What does this mean?  Allowing for the fact that the Baroness did not have a prepared speech at this stage, I presume “they” in “they are changed” means the local plans.  Which is odd, because the revocation of the regional strategies presumably means the policies in them are no longer Government policy, and therefore do not automatically apply.  So can’t a local planning authority which allocated land for housing because of the strategy, thereby overriding say a significant piece of environmentally valuable space, now argue that the plan is out of date because the policy which caused it to be written that way has been abandoned, and consequently the allocation of the environmentally valuable space is no longer supportable?  Isn’t that one of the consequences of revoking the regional strategies?  It is difficult to see what the closing words of the sentence “and with the adoption of the National Planning Policy Framework” add or mean.

She continued:

“Where they are completed, they are the supporting documents; where they are not completed, they will have to be completed as quickly as possible. In between that, account will have to be taken of the National Planning Policy Framework in any decisions being made.”  Where does this leave us? Is the NPPF only to apply where the plan has not been completed?   And how does that fit with the plain words of s.38(6)?

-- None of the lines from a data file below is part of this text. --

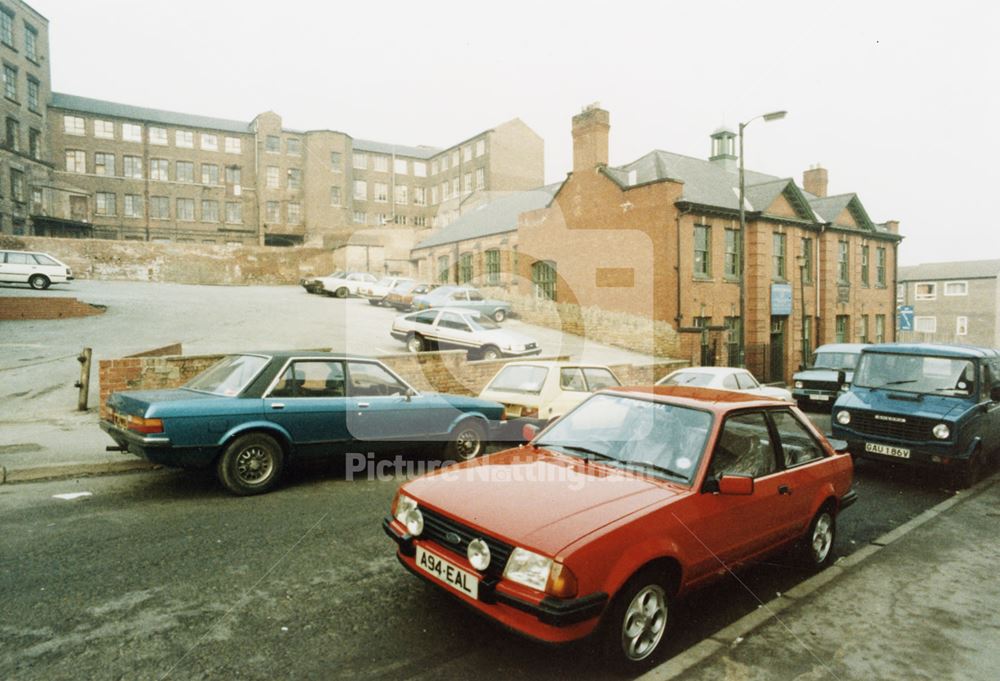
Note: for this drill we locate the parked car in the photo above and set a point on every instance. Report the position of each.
(37, 270)
(376, 293)
(632, 499)
(828, 374)
(541, 391)
(935, 406)
(347, 284)
(462, 329)
(724, 378)
(251, 414)
(315, 285)
(464, 297)
(401, 296)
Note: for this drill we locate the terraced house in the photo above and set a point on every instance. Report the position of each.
(95, 168)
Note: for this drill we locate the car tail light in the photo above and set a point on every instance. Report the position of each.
(138, 424)
(562, 582)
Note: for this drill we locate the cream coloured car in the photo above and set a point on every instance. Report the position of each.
(546, 390)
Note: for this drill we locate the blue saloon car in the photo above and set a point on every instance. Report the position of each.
(251, 414)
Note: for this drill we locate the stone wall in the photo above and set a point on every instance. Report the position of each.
(180, 262)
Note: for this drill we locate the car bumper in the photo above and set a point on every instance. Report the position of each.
(551, 620)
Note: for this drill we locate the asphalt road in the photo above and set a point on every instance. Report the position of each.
(164, 575)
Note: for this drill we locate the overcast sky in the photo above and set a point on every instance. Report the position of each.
(899, 101)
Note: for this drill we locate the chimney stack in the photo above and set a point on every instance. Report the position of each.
(814, 180)
(590, 138)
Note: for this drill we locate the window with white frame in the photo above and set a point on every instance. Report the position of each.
(956, 288)
(131, 132)
(158, 136)
(104, 129)
(73, 125)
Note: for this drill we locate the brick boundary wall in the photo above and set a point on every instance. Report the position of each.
(447, 371)
(45, 307)
(180, 262)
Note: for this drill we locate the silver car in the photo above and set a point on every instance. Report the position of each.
(451, 328)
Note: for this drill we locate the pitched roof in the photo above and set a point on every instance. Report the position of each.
(965, 269)
(495, 217)
(100, 107)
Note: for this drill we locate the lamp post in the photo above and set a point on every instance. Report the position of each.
(772, 116)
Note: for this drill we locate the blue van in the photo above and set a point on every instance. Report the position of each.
(924, 404)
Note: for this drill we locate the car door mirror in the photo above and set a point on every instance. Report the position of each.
(737, 485)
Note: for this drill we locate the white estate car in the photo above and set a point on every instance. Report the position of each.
(38, 270)
(346, 284)
(724, 378)
(376, 292)
(546, 390)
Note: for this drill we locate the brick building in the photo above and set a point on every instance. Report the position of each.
(659, 238)
(953, 302)
(103, 169)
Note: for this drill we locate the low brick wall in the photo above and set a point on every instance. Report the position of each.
(447, 371)
(179, 262)
(45, 307)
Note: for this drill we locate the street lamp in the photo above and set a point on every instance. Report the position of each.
(772, 116)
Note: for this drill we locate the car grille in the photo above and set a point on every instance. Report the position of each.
(915, 428)
(437, 526)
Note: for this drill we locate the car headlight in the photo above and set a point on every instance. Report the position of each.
(528, 568)
(478, 554)
(409, 514)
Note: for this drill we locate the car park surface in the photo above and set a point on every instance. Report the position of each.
(672, 482)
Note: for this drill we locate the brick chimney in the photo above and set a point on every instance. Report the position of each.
(814, 180)
(590, 138)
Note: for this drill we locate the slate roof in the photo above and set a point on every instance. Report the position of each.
(495, 217)
(965, 269)
(99, 107)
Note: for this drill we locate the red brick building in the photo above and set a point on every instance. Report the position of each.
(659, 238)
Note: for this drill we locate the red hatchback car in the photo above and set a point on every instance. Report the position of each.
(630, 500)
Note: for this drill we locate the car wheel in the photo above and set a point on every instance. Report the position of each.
(251, 464)
(39, 281)
(817, 545)
(491, 352)
(414, 342)
(637, 622)
(468, 441)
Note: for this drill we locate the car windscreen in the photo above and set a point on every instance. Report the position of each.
(632, 433)
(229, 376)
(835, 360)
(693, 378)
(519, 379)
(917, 374)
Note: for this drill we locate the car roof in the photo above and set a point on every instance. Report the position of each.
(703, 398)
(938, 349)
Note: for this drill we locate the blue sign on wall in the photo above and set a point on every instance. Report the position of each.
(781, 299)
(905, 317)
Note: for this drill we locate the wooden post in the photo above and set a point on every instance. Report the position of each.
(84, 383)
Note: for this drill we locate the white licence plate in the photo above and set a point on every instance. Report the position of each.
(452, 575)
(885, 450)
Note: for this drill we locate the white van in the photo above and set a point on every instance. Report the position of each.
(38, 270)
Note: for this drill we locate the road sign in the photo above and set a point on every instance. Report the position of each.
(905, 317)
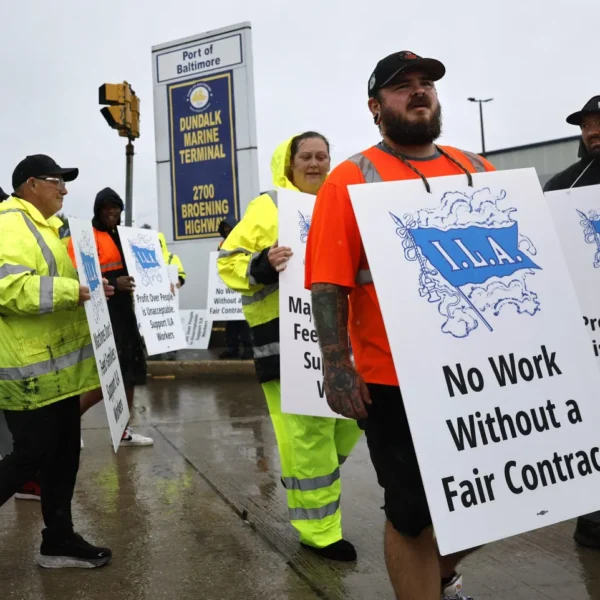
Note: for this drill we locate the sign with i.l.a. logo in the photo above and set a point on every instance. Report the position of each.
(576, 215)
(103, 340)
(155, 305)
(494, 366)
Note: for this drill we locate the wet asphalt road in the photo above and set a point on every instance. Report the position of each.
(201, 514)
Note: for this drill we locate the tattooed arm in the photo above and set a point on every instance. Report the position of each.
(345, 389)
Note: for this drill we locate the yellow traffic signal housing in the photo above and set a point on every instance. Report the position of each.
(119, 112)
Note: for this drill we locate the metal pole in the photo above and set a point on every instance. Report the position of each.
(482, 131)
(129, 184)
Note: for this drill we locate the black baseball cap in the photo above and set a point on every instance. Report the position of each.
(38, 165)
(592, 106)
(390, 66)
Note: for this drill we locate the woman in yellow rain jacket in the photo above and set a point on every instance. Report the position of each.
(311, 449)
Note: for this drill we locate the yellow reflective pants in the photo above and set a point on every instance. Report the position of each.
(311, 450)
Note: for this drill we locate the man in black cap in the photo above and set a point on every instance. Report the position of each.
(586, 171)
(404, 105)
(46, 357)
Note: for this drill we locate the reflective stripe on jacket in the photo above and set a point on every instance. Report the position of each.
(257, 231)
(46, 351)
(371, 174)
(170, 258)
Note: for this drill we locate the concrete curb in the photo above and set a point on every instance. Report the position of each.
(188, 369)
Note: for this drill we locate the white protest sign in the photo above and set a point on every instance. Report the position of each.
(576, 215)
(156, 308)
(499, 384)
(302, 390)
(222, 304)
(197, 328)
(103, 341)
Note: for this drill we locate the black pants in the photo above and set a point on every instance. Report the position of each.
(45, 441)
(236, 333)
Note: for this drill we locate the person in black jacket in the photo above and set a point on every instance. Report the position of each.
(108, 208)
(584, 172)
(587, 170)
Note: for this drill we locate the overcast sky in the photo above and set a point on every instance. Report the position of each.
(538, 59)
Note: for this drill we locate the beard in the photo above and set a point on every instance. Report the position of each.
(411, 133)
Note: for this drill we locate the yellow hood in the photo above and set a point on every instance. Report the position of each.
(280, 164)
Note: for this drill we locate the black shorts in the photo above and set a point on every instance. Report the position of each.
(395, 461)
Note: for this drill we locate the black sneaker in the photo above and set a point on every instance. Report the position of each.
(342, 551)
(587, 533)
(73, 552)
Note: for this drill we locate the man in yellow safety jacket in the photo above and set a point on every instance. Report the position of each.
(46, 357)
(311, 449)
(172, 259)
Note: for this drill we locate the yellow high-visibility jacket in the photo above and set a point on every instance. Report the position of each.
(247, 244)
(46, 351)
(170, 258)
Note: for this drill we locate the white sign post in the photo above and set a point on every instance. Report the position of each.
(197, 328)
(576, 215)
(301, 364)
(156, 308)
(499, 384)
(96, 310)
(205, 134)
(222, 304)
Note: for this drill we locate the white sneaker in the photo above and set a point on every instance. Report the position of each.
(453, 591)
(130, 438)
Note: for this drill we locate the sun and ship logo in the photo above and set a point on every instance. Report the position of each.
(146, 262)
(88, 261)
(304, 224)
(199, 97)
(473, 262)
(591, 231)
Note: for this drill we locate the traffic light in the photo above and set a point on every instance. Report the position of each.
(123, 110)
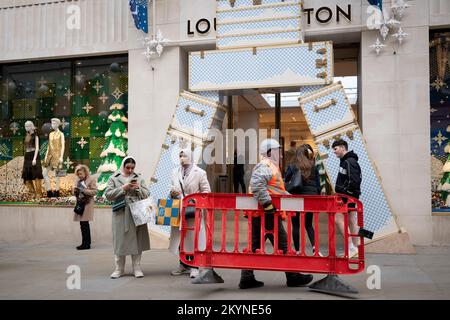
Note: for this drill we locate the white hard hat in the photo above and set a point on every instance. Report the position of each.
(267, 145)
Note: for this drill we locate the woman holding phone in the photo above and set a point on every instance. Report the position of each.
(86, 189)
(125, 187)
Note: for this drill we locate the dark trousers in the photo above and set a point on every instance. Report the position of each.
(239, 181)
(296, 229)
(85, 233)
(247, 275)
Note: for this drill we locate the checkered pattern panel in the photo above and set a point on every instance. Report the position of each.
(168, 212)
(249, 27)
(329, 117)
(184, 118)
(307, 90)
(169, 157)
(168, 161)
(289, 66)
(259, 40)
(376, 209)
(259, 13)
(211, 95)
(225, 4)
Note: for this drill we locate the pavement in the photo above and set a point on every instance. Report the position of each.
(37, 270)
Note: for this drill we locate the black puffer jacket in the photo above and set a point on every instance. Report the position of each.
(349, 178)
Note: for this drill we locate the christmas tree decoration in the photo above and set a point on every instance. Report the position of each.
(115, 148)
(88, 107)
(440, 138)
(14, 127)
(103, 98)
(69, 94)
(98, 86)
(444, 186)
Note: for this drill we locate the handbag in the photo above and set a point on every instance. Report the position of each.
(142, 211)
(189, 212)
(295, 182)
(60, 172)
(80, 206)
(119, 205)
(168, 212)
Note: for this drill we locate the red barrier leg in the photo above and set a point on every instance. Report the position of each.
(316, 234)
(236, 231)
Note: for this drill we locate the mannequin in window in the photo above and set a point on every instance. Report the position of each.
(54, 157)
(32, 170)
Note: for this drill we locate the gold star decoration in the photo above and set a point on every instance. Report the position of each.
(88, 107)
(439, 138)
(103, 98)
(98, 86)
(117, 93)
(69, 94)
(438, 84)
(82, 143)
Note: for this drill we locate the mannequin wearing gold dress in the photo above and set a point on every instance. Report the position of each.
(32, 170)
(54, 157)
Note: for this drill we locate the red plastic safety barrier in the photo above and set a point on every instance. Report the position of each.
(238, 205)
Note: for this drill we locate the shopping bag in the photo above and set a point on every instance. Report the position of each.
(168, 212)
(142, 211)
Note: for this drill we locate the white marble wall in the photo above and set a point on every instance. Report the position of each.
(40, 31)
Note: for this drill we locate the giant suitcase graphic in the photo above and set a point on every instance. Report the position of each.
(290, 66)
(273, 22)
(194, 117)
(330, 117)
(198, 113)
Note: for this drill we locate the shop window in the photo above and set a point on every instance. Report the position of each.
(79, 93)
(440, 120)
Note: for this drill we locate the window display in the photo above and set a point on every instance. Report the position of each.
(55, 115)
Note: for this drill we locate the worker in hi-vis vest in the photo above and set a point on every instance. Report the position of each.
(267, 180)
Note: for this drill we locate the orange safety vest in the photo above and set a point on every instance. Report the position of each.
(276, 184)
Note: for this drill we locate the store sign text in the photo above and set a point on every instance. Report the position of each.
(322, 15)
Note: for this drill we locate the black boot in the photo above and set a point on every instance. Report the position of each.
(249, 284)
(248, 280)
(85, 235)
(298, 279)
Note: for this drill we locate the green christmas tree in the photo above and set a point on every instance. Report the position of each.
(444, 187)
(115, 148)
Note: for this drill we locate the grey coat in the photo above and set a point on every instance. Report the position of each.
(127, 238)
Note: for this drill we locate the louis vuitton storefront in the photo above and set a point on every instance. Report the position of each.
(46, 66)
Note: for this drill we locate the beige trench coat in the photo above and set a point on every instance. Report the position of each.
(127, 238)
(196, 182)
(91, 191)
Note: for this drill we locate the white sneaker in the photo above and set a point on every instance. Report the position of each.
(180, 271)
(120, 267)
(194, 273)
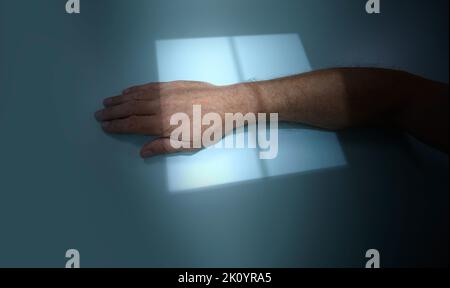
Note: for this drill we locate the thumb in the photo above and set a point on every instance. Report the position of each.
(161, 146)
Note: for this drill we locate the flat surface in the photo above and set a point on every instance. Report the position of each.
(65, 184)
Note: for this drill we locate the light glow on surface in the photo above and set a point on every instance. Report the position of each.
(228, 60)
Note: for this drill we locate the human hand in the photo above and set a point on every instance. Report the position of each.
(147, 110)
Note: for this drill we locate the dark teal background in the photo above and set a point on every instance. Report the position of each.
(65, 184)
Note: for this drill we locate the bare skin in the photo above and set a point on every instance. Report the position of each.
(333, 99)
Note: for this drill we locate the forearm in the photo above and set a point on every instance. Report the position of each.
(347, 97)
(334, 98)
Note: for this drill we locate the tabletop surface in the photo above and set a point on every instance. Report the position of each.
(326, 199)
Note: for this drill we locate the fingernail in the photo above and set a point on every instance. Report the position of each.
(147, 153)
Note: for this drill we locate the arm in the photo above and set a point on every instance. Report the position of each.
(331, 99)
(348, 97)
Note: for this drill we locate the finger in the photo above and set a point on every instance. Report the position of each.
(145, 125)
(163, 146)
(127, 109)
(137, 96)
(140, 88)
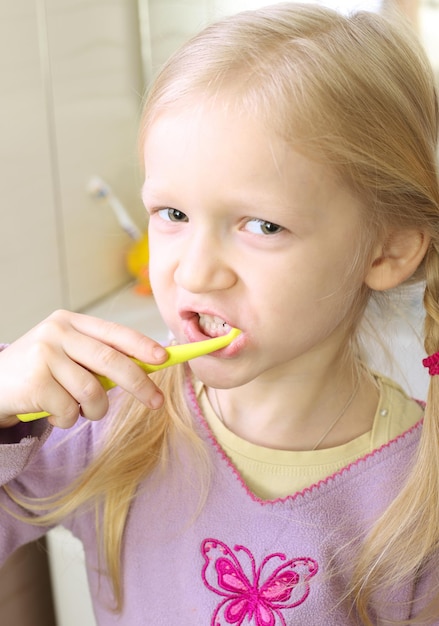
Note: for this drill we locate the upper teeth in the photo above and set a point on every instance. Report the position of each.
(213, 324)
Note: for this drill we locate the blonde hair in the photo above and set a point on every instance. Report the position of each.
(358, 93)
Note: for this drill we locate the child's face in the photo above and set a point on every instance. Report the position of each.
(245, 230)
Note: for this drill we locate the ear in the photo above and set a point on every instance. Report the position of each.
(395, 260)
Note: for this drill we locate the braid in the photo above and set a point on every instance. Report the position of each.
(431, 299)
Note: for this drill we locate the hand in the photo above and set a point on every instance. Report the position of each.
(50, 369)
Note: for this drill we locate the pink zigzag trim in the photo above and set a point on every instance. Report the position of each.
(307, 490)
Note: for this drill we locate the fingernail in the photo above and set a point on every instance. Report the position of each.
(159, 353)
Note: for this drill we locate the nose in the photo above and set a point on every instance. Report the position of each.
(204, 265)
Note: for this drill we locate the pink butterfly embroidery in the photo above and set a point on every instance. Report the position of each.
(260, 597)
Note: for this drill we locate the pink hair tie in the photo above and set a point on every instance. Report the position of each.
(432, 362)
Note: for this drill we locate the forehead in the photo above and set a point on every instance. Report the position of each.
(206, 157)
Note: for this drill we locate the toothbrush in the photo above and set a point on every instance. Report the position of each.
(176, 354)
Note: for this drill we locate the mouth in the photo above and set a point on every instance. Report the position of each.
(212, 325)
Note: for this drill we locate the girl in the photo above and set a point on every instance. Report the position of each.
(290, 176)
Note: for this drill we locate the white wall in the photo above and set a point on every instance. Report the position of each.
(70, 93)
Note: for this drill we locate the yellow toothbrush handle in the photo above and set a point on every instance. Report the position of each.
(176, 354)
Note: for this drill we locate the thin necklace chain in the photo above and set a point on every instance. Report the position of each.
(327, 431)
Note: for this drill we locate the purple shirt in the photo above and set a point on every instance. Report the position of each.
(241, 560)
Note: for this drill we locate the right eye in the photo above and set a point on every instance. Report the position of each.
(172, 215)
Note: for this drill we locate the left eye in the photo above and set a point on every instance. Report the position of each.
(172, 215)
(263, 227)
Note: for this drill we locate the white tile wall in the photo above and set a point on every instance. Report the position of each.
(30, 278)
(70, 94)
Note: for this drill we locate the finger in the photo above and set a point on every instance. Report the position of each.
(105, 360)
(123, 339)
(82, 386)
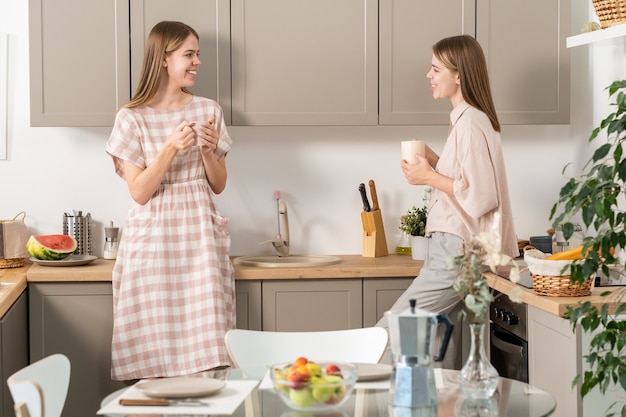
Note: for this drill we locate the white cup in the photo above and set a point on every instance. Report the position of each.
(410, 148)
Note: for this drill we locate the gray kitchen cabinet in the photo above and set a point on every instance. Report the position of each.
(82, 54)
(555, 356)
(248, 305)
(379, 295)
(14, 353)
(75, 319)
(312, 304)
(529, 64)
(408, 29)
(304, 63)
(77, 50)
(524, 44)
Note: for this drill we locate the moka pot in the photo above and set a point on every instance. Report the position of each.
(412, 335)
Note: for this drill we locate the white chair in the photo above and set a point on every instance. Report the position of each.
(40, 389)
(253, 348)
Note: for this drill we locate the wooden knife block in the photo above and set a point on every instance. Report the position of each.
(374, 240)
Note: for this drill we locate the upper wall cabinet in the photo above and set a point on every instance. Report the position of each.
(82, 54)
(529, 64)
(523, 41)
(77, 50)
(308, 62)
(408, 29)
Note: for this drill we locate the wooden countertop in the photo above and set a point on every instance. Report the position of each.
(351, 266)
(557, 305)
(98, 270)
(12, 285)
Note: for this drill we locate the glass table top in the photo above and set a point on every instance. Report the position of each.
(371, 399)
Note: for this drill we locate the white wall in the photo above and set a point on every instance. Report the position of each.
(49, 171)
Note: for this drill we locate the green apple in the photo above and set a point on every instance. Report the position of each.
(337, 388)
(301, 397)
(320, 389)
(314, 369)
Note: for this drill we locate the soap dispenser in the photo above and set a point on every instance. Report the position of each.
(110, 242)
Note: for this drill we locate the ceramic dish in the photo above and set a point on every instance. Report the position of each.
(180, 387)
(72, 260)
(373, 371)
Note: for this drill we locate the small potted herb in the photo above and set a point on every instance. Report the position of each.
(413, 223)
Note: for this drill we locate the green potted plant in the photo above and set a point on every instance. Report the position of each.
(595, 196)
(413, 224)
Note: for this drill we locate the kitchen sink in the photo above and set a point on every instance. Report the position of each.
(291, 261)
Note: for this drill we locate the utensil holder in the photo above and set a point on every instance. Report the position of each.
(81, 227)
(374, 240)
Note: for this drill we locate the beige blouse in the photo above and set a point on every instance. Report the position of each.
(472, 157)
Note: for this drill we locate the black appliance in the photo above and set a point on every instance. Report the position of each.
(509, 340)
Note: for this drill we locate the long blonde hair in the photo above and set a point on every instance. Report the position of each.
(165, 37)
(464, 55)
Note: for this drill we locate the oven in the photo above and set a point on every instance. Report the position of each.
(508, 338)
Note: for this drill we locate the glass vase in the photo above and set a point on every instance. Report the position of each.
(478, 378)
(404, 245)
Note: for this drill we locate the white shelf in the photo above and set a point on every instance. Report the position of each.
(597, 36)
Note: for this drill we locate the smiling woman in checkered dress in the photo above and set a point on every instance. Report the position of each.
(173, 283)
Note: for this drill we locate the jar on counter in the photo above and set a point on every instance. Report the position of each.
(559, 244)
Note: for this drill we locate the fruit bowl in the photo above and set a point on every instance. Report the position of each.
(312, 386)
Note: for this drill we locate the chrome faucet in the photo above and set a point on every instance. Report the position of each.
(281, 243)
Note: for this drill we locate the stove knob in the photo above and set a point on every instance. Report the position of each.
(512, 319)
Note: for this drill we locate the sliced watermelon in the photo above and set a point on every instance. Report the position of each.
(51, 247)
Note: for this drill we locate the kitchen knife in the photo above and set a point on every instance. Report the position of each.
(374, 195)
(366, 203)
(163, 402)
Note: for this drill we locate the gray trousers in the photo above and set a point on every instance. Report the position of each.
(432, 289)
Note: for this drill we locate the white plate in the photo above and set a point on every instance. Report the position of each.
(180, 387)
(373, 371)
(72, 260)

(And in passing I ask whether it is really desirable to update all the plans now, on fast track basis?  How will all
the policies be assessed for modernity?  How will strategic environmental assessment be done?  And what will all this updating cost?  Isn’t this a classic occasion when the flexibility and pragmatism built into the legislation should be used?  The plan is always to be read in the light of material considerations.  Why ossify the position in a plan?  But an authority which wishes to revise and update its plan formally is free to do so.)

Lord McKenzie of Luton (for the Opposition) pressed the Baroness further: “…just for clarity, if there is a local plan which is otherwise bang up to date, would the introduction of the NPPF itself cause that to be out of date or  incomplete?”

Baroness Hanham: “The answer to that is no, quite categorically. It is not going to be out of date but the NPPF will then be a matter that has to be taken into account alongside it.”

Which is right isn’t it?  The plan is whatever the plan says, and if it was adopted yesterday, it is “up to date”.  But if it does not reflect the NPPF,  then that is a material consideration to be taken into account when planning  applications are considered against the plan, and which may “indicate otherwise”.

1 comment to Hanham: NPPF will not render existing plans out of date

  • If a ‘local plan’ is adopted 1 day and the very next day an event occurs – say an appeal finding that a key site is no longer deliverable – is the plan ‘up to date’? Similarly if a plan hasnt been updated for years, but it has a longstanding policy which events haven’t changed, such as a site in the middle of a floodplain, which climate change has only made wider not smaller – is the materiality of that policy any less – does it matter if it is ‘up to date’. The point im trying to make is a simple one the age of a policy or plan by itself is not material, which I seem to remember one PPG at one point saying – what is is whether it is still relevant in the light of events and evidence.